The router manufacturers faced a dilemma: It’s hard to maintain a thriving profitable business selling devices that are simple and streamlined. What's more, if a big network of simple devices is easy to manage remotely, all the intelligence (and value) is provided by the network operator, not the router manufacturer. So the external API was kept minimal (“network management” was considered a joke) and the routers were jam-packed with new features to keep all the value inside. By the mid 2000s, routers used by ISPs were so complicated that they supported hundreds of protocols and were based on more than 100 million lines of source code—ironically, more than ten times the complexity of the largest telephone exchange ever built. The Internet paid a hefty price for this complexity: routers were bloated, power hungry, unreliable, hard to secure, and crazy expensive. Worst of all, they were hard to improve (ISPs needed to beg equipment vendors to add new capabilities) and it was impossible for an ISP to add their own new features. Network owners complained of a “stranglehold” by the router vendors, and the research community warned that the Internet was “ossified.”
This book is the story of what happened next, and it’s an exciting one. Larry, Carmelo, Brian, Thomas and Bruce capture clearly, through concrete examples and open-source code: How those who own and operate big networks started to write their own code and build their own switches and routers. Some chose to replace routers with homegrown devices that were simpler and easier to maintain; others chose to move the software off the router to a remote, centralized control plane. Whichever path they chose, open-source became a bigger and bigger part. Once open-source had proved itself in Linux, Apache, Mozilla and Kubernetes, it was ready to be trusted to run our networks too.
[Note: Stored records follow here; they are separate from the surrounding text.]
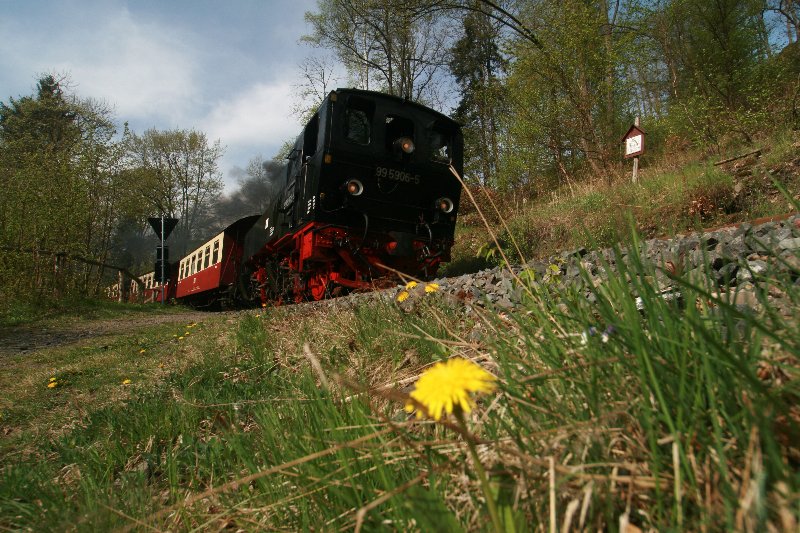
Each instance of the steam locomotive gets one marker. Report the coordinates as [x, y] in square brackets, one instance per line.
[368, 196]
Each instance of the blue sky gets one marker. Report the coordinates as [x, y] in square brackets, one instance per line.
[228, 69]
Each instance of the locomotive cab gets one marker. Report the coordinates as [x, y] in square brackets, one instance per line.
[369, 192]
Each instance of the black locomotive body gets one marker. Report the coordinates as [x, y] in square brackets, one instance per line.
[369, 193]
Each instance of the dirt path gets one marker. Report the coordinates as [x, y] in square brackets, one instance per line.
[27, 339]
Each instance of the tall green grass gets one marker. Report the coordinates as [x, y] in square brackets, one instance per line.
[671, 413]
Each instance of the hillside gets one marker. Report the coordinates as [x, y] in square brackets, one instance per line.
[649, 387]
[685, 192]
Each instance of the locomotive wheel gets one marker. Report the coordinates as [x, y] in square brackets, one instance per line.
[318, 285]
This book explains why the SDN movement happened. It was essentially about a change in control: the owners and operators of big networks took control of how their networks work, grabbing the keys to innovation from the equipment vendors. It started with data center companies because they couldn’t build big-enough scale-out networks using off-the-shelf networking equipment. So they bought switching chips and wrote the software themselves. Yes, it saved them money (often reducing the cost by a factor of five or more), but it was control they were after. They employed armies of software engineers to ignite a Cambrian explosion of new ideas in networking, making their networks more reliable, quicker to fix, and with better control over their traffic. Today, in 2021, all of the large data center companies build their own networking equipment: they download and modify open-source control software, or they write or commission software to control their networks. They have taken control. The ISPs and 5G operators are next. Within a decade, expect enterprise and campus networks to run on open-source control software, managed from the cloud. This is a good change, because only those who own and operate networks at scale know how to do it best.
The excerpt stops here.